There are a few ways that traumatized people can use to enhance their quality of sleep using everyday interventions and lifestyle changes.
These include the following:
- Establish a consistent sleep schedule by going to bed and waking up at the same time.
- Try to be active throughout the day and replace periods of inactivity with physical exercise.
- Realign your circadian rhythm by getting plenty of sunlight.
- Avoid napping for more than 20 minutes in the day – studies have shown that the ideal nap time is 20 minutes.
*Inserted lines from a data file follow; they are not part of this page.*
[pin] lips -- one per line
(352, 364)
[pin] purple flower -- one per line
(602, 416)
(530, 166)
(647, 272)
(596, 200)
- Abstain from alcohol, caffeine, and sugar in the hours leading to bedtime.
- Eat with a balance where you are neither too full nor too hungry at bedtime. An ideal scenario is one where you avoid eating about 60 minutes before bedtime.
- Use your bed for sleep and sex only. Avoid video games, reading, etc. in bed.
- Try to avoid electronic-based devices an hour before bedtime. These devices emit blue light reducing the melatonin level in the human body and disturbing sleep.
- Install adjustable lights with a dim setting that you use before sleep.
- If you have experienced trauma in your bedroom reconsider your sleep environment. Another location such as a pull-out couch is a good alternative.
- If you can’t fall asleep in your bed, don’t just stew. Simply get up, have a nice walk for 30 minutes or simply relocate to another room.
Is PTSD preventable?
No, as of now there is no prevention method for PTSD as traumatic events are often unpredictable and random.
However, having knowledge of PTSD may help prevent some serious effects.
What is the most common emotion associated with PTSD?
The most common emotion is anger.
Anger can cause major problems in the life of the person suffering from PTSD leading to wakeful nights and other sleep disturbances.
Recent experiments show that bright light therapy is good for PTSD. Is this true?
Bright light therapy involves giving the patients a dose of 10,000 lux of bright light for 30 minutes each day.
Results of various experimentations prove that using bright light can disrupt poor nocturnal behaviors.
And can have a positive effect on PTSD symptom severity.
PTSD can make you feel incapacitated and unable to cope with your routine activities especially by disturbing your sleep.
This vicious cycle of sleep deprivation leading to day time fatigue and anxiety and vice versa could be treated by seeking medical help when needed and applying tried and tested sleep strategies.
Moreover, reaching out to a therapist could help you find the best possible solution to your particular situation.